ヨシタケシンスケさんにとっての大事なことは「思いついた時に描いておかないとすぐ忘れてしまうくらいどうでもいいこと」だそうです。
目線が届かない高さまで貼ってあったので全ては見られなかったのですが、布団の中で「しょうがないよね〜♪」と歌っている楽しい絵もあれば、「人生は先着順」「元気を出そうと下を向く」など描いた背景を考えたくなるような絵もありました。
気になっていた「かもしれない」要素もいろんなところにありました。
総じて楽しかったです(^^)
そして、絵本が作られる過程や込められている思いに触れたからか、絵本もたくさん読みたくなりました。ただでさえ家の中が小説だらけで本棚難民なのに…。
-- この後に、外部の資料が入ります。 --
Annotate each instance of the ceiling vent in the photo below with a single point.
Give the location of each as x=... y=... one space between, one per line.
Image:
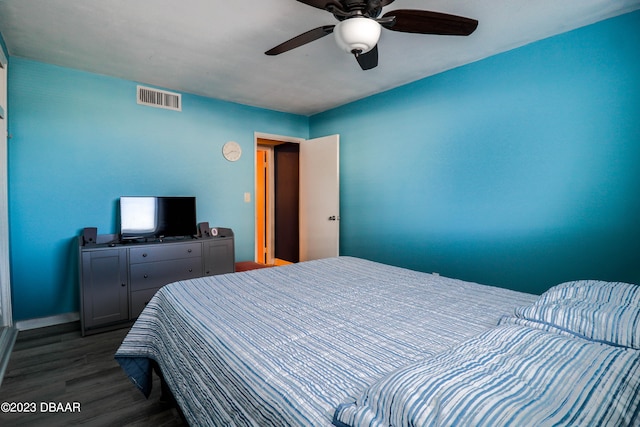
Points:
x=159 y=98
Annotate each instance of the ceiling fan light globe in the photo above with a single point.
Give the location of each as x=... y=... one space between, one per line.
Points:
x=357 y=34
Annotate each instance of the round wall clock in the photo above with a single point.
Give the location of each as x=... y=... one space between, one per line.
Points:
x=231 y=151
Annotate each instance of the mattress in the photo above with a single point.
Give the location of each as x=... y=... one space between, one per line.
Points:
x=288 y=345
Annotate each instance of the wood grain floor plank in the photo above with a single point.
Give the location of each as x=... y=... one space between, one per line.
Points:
x=58 y=365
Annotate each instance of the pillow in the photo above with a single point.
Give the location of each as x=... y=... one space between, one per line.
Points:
x=607 y=312
x=511 y=375
x=593 y=290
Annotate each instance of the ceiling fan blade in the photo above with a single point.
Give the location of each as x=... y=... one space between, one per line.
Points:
x=302 y=39
x=322 y=4
x=426 y=22
x=368 y=60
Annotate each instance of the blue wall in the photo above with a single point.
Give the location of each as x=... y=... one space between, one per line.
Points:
x=521 y=170
x=80 y=141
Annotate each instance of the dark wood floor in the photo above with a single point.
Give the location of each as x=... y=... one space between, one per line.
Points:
x=58 y=365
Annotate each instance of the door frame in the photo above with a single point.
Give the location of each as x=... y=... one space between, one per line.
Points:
x=270 y=227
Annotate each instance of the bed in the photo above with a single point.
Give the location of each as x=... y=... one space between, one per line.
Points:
x=350 y=342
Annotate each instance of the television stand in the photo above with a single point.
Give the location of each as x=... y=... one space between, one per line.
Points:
x=118 y=278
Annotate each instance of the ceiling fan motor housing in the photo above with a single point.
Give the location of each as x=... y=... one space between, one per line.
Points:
x=357 y=35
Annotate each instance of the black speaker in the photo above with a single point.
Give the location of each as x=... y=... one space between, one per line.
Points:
x=204 y=230
x=89 y=235
x=225 y=232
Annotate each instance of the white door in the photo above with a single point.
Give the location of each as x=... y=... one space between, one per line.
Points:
x=319 y=198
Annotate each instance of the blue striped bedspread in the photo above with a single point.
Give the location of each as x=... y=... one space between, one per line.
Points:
x=512 y=375
x=287 y=345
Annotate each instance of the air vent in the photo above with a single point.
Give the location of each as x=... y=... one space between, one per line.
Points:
x=159 y=98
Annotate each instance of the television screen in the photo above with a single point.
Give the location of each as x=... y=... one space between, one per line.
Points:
x=154 y=217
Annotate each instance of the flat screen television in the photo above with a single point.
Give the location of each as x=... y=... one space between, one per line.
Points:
x=157 y=217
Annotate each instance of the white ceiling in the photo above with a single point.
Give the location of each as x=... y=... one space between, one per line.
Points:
x=216 y=48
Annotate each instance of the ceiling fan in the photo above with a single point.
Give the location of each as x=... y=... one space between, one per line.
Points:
x=359 y=28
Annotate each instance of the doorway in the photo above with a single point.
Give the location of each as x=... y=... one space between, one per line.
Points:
x=297 y=198
x=277 y=201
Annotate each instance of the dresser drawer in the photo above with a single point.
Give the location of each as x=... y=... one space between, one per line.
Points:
x=164 y=252
x=139 y=301
x=156 y=274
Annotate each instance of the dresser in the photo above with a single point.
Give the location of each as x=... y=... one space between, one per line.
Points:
x=117 y=280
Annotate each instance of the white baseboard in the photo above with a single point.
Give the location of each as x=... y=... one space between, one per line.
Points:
x=43 y=322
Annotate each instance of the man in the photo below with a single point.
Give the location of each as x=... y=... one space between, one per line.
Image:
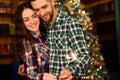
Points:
x=64 y=37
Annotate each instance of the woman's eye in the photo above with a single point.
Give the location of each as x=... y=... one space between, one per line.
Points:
x=25 y=20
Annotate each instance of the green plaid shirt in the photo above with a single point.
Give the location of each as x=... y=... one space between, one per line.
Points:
x=64 y=37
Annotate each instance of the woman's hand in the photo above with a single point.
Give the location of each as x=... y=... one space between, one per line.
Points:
x=48 y=76
x=21 y=70
x=65 y=75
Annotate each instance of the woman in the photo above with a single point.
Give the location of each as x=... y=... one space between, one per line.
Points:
x=31 y=42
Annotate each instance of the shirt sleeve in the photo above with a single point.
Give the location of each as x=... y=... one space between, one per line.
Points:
x=30 y=63
x=78 y=44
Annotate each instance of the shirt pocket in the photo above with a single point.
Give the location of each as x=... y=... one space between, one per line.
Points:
x=60 y=40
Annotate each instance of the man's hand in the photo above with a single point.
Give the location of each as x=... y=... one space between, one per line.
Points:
x=48 y=76
x=21 y=70
x=65 y=75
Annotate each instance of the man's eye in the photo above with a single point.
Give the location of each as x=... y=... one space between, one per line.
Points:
x=36 y=10
x=25 y=20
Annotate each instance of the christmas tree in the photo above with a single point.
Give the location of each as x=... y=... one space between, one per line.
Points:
x=97 y=70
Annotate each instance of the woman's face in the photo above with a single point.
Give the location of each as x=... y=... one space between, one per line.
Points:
x=30 y=20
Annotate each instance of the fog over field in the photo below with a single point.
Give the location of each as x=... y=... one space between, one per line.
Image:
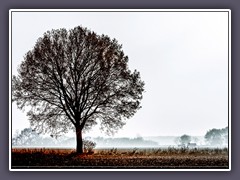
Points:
x=182 y=57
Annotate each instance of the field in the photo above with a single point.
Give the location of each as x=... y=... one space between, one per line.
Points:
x=170 y=158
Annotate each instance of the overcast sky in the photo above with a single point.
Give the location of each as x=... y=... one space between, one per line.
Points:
x=182 y=57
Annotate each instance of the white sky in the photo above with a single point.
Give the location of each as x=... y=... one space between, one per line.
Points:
x=182 y=57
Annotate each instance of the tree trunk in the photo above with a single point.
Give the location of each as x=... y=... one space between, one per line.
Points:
x=79 y=148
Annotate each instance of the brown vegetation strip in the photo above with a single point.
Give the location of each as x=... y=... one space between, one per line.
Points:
x=27 y=158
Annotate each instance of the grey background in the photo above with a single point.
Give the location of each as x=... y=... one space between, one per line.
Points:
x=171 y=4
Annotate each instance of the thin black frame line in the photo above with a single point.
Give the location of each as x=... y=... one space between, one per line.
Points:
x=129 y=11
x=119 y=11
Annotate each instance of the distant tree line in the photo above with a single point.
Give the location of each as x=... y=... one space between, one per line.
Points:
x=28 y=137
x=213 y=137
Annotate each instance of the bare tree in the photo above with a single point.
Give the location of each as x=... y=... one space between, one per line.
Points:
x=75 y=79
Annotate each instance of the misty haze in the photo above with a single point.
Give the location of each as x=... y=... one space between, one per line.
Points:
x=99 y=89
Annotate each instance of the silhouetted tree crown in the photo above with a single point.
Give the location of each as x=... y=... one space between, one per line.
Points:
x=75 y=79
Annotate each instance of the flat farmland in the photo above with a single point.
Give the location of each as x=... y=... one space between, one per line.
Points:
x=170 y=158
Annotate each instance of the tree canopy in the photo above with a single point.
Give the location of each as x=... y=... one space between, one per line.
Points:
x=73 y=79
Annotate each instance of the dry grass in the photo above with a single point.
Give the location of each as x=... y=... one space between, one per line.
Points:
x=121 y=158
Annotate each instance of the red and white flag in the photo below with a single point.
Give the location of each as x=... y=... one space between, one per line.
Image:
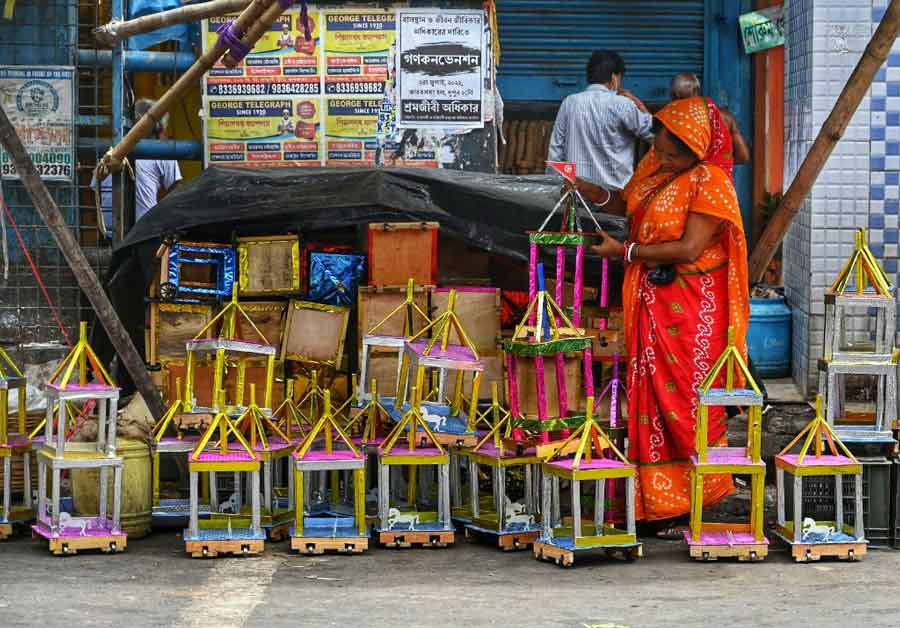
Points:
x=565 y=168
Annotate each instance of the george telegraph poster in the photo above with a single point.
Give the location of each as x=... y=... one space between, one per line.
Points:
x=440 y=82
x=357 y=48
x=39 y=102
x=351 y=131
x=266 y=111
x=259 y=132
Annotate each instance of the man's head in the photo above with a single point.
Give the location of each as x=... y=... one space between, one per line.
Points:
x=606 y=67
x=685 y=85
x=141 y=107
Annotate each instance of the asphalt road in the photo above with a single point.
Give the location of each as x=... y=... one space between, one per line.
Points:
x=155 y=584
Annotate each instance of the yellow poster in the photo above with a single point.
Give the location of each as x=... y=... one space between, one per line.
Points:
x=282 y=63
x=351 y=125
x=263 y=132
x=359 y=46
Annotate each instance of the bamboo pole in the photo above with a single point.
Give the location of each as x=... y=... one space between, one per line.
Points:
x=115 y=158
x=117 y=30
x=872 y=59
x=81 y=268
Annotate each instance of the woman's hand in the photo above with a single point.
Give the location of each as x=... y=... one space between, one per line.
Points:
x=608 y=247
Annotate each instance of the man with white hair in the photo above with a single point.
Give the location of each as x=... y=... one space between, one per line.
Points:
x=687 y=85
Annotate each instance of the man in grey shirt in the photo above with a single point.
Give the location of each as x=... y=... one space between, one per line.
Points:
x=598 y=128
x=151 y=176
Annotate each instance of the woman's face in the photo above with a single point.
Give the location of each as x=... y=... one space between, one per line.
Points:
x=670 y=155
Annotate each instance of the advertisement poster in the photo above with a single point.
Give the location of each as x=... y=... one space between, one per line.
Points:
x=357 y=46
x=256 y=132
x=351 y=125
x=282 y=63
x=441 y=58
x=39 y=102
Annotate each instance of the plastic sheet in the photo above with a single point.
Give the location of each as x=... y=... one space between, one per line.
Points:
x=334 y=278
x=486 y=211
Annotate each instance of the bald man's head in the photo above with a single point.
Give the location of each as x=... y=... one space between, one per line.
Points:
x=685 y=85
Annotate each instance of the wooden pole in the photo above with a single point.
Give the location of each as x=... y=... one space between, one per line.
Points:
x=857 y=85
x=116 y=31
x=114 y=159
x=84 y=274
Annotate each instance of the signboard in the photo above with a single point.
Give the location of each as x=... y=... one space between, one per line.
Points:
x=762 y=29
x=440 y=55
x=357 y=48
x=351 y=131
x=39 y=102
x=266 y=111
x=335 y=100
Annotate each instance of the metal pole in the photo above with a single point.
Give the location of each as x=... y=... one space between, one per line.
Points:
x=87 y=280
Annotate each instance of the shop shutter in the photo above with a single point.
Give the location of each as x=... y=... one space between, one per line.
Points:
x=545 y=45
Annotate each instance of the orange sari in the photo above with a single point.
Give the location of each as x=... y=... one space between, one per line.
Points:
x=675 y=332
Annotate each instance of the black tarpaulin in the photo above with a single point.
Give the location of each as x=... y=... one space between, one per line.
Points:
x=490 y=212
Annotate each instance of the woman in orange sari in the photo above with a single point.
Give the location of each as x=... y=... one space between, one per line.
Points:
x=685 y=284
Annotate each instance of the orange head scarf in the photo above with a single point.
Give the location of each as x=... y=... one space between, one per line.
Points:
x=659 y=202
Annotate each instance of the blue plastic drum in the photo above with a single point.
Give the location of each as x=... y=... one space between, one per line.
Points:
x=769 y=336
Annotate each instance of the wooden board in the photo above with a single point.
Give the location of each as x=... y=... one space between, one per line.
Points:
x=268 y=316
x=376 y=303
x=255 y=373
x=744 y=553
x=408 y=538
x=399 y=251
x=72 y=545
x=478 y=309
x=494 y=371
x=811 y=552
x=528 y=393
x=268 y=265
x=171 y=326
x=566 y=558
x=319 y=545
x=588 y=293
x=214 y=548
x=203 y=382
x=315 y=333
x=383 y=369
x=460 y=263
x=510 y=542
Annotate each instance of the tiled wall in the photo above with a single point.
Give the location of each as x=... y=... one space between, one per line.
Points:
x=824 y=40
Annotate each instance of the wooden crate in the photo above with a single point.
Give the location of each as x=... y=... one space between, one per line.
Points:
x=203 y=382
x=478 y=309
x=268 y=265
x=268 y=316
x=399 y=251
x=376 y=302
x=171 y=326
x=315 y=333
x=528 y=392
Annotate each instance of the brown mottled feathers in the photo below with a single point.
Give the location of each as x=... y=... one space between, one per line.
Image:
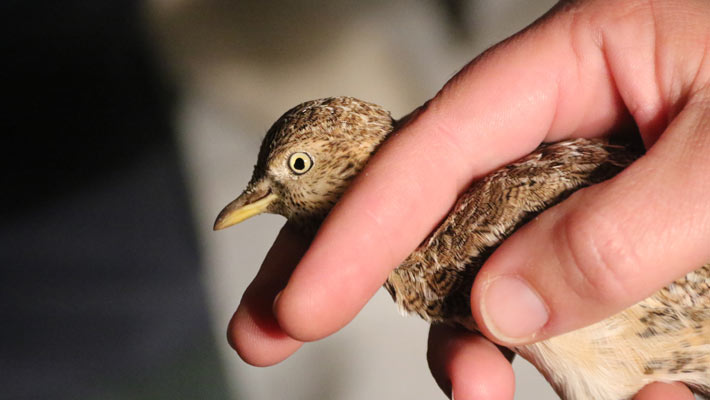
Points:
x=664 y=337
x=434 y=282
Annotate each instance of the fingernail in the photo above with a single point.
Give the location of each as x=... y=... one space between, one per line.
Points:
x=512 y=310
x=276 y=300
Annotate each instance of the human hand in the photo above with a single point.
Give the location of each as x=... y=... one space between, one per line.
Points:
x=585 y=69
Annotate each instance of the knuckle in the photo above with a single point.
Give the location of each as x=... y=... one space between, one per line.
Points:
x=597 y=259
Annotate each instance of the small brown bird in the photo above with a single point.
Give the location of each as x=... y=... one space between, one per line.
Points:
x=311 y=154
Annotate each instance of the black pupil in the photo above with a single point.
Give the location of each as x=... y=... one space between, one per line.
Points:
x=299 y=164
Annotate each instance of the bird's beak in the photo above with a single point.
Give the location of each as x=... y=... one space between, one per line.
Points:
x=255 y=200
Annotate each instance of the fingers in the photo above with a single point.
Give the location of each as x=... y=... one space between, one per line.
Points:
x=608 y=246
x=253 y=331
x=469 y=366
x=497 y=109
x=665 y=391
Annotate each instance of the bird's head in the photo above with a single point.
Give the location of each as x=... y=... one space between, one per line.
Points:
x=308 y=158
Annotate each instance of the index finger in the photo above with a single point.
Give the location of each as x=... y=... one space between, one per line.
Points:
x=538 y=85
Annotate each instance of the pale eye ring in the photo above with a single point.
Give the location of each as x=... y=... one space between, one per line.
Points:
x=300 y=163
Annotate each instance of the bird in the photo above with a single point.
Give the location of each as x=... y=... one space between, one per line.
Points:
x=312 y=153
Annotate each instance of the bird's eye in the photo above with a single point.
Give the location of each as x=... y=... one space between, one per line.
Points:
x=300 y=163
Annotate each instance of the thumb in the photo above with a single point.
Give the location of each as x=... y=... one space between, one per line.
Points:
x=607 y=246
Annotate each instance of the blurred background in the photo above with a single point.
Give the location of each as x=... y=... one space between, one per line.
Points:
x=129 y=124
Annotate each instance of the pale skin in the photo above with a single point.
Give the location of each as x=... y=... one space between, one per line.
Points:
x=585 y=69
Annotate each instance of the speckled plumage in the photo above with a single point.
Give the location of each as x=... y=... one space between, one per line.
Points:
x=665 y=337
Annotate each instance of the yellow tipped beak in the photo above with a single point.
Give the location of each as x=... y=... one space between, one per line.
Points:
x=241 y=209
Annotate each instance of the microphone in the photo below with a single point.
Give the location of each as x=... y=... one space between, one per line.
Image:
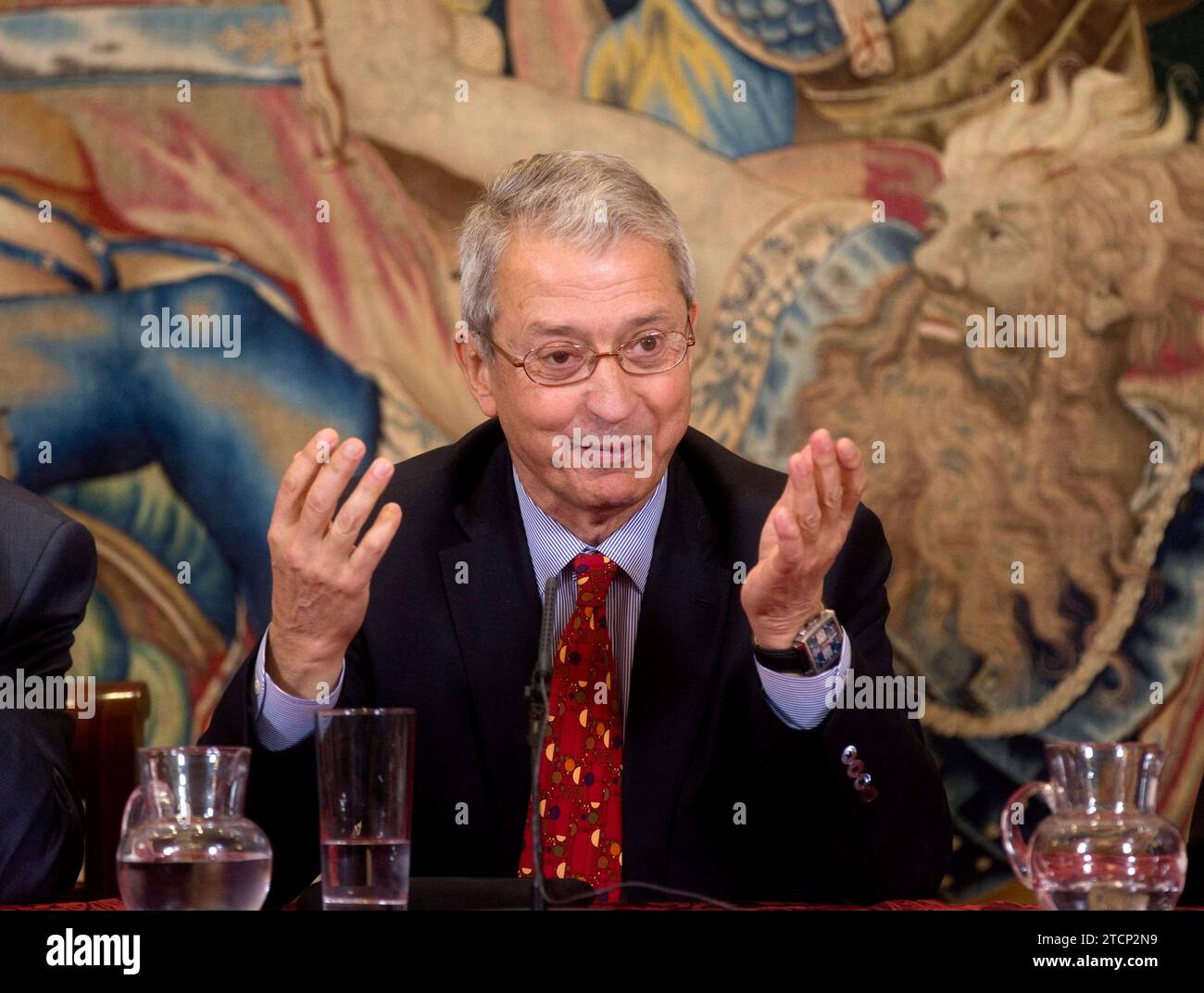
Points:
x=537 y=700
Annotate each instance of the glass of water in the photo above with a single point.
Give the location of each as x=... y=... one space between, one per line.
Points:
x=365 y=795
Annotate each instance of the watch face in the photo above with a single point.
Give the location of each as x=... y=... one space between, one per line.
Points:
x=825 y=644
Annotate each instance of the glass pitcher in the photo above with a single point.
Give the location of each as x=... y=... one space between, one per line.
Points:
x=185 y=844
x=1103 y=847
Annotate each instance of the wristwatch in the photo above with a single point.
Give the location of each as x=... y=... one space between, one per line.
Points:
x=815 y=650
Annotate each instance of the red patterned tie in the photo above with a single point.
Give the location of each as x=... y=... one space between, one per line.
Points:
x=581 y=772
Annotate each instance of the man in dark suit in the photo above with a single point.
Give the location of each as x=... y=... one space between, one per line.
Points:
x=705 y=603
x=47 y=570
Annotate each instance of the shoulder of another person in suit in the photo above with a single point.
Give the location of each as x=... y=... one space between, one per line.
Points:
x=43 y=530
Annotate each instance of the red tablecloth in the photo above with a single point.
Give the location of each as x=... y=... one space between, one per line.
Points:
x=116 y=904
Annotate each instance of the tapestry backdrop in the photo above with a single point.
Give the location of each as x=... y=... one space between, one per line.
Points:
x=968 y=233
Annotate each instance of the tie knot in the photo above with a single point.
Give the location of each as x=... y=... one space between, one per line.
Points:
x=593 y=571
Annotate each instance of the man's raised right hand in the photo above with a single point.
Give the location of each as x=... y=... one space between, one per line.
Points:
x=320 y=575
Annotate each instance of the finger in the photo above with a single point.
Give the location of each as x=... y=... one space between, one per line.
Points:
x=853 y=474
x=328 y=487
x=790 y=541
x=300 y=474
x=806 y=498
x=827 y=473
x=376 y=539
x=356 y=509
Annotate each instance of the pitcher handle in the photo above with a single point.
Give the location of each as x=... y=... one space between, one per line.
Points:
x=161 y=796
x=1010 y=832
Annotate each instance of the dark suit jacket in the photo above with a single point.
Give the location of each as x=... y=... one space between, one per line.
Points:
x=699 y=735
x=47 y=570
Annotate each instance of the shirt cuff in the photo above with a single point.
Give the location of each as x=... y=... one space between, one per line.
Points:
x=281 y=719
x=802 y=700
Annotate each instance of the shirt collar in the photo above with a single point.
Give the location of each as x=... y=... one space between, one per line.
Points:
x=553 y=547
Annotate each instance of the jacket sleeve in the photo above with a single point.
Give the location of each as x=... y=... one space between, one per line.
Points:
x=41 y=816
x=897 y=845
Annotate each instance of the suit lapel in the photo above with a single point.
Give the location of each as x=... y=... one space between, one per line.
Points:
x=496 y=619
x=678 y=643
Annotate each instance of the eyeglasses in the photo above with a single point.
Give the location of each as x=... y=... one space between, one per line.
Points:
x=558 y=364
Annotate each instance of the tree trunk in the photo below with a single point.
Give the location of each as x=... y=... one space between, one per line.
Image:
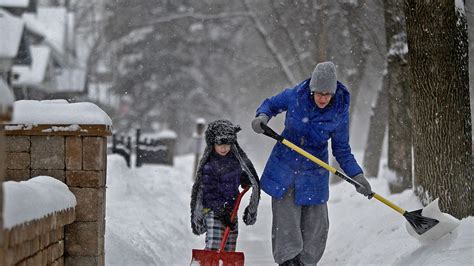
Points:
x=399 y=123
x=399 y=110
x=437 y=41
x=377 y=127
展示を見終えてお土産屋さんに立ち寄ると、グッズの他にずらりと並ぶ本たち。
絵本もエッセイも、色々あって悩みましたが、想定外の出費だと感じる程度に買いました(笑)
その中でも気に入ったのが『思わず考えちゃう』です。
スケッチ解説エッセイ
という聞いたことのないジャンルで、帯には「あわよくば、生きるヒントに。」という言葉。
講演会などをする際に予定より早く話が終わると、展示にあった日々持ち歩いている「私にとって大事なことメモ」を見せてそれに対してコメントをしているそうで、その時の話をひたすら詰め込んだ本でした。
個人的に、この「話が生まれているタイミング」が好きです。
講演会はもちろん、日々人から人へ「今伝えるべきこと」の話はたくさんあると思うのですが、そのときに話が逸れて出てくる別の話題のほうが記憶に残っていたりします(本題も覚えています多分…)。
だからこそ「あわよくば、生きるヒントに。」なんだろうなと思いながら読みました。
「ききうでのツメは切りにくい」という気持ちから「近すぎるからできないことってあるよね」という話に派生したり、「明日やるよ。すごくやるよ。」と言って自分を甘やかしたり、「できないことをできないままにするのが仕事」と言ってみたり…。
本当に多岐にわたる、生きるヒントが散りばめられていました。
些細なきっかけから深いところに入り込んでいく、ヨシタケシンスケさんの頭の中を覗かせてもらっているような本です。
中でも「できないことをできないままにするのが仕事」のページは、私の気持ちをすごく軽くしてくれました。
“できないことをできないままにというのは、要は、自分にないものを探すのではなくて、持っているものを磨くみたいなことの、一つの言い方です。”
ないものよりあるものに目を向けたほうがきっと楽しいです。
「できないことをできるようにしなくちゃ」と思うより、「私は何ができるかな」って考えた方が楽しいし、自分のことを好きになれるなぁと思いました。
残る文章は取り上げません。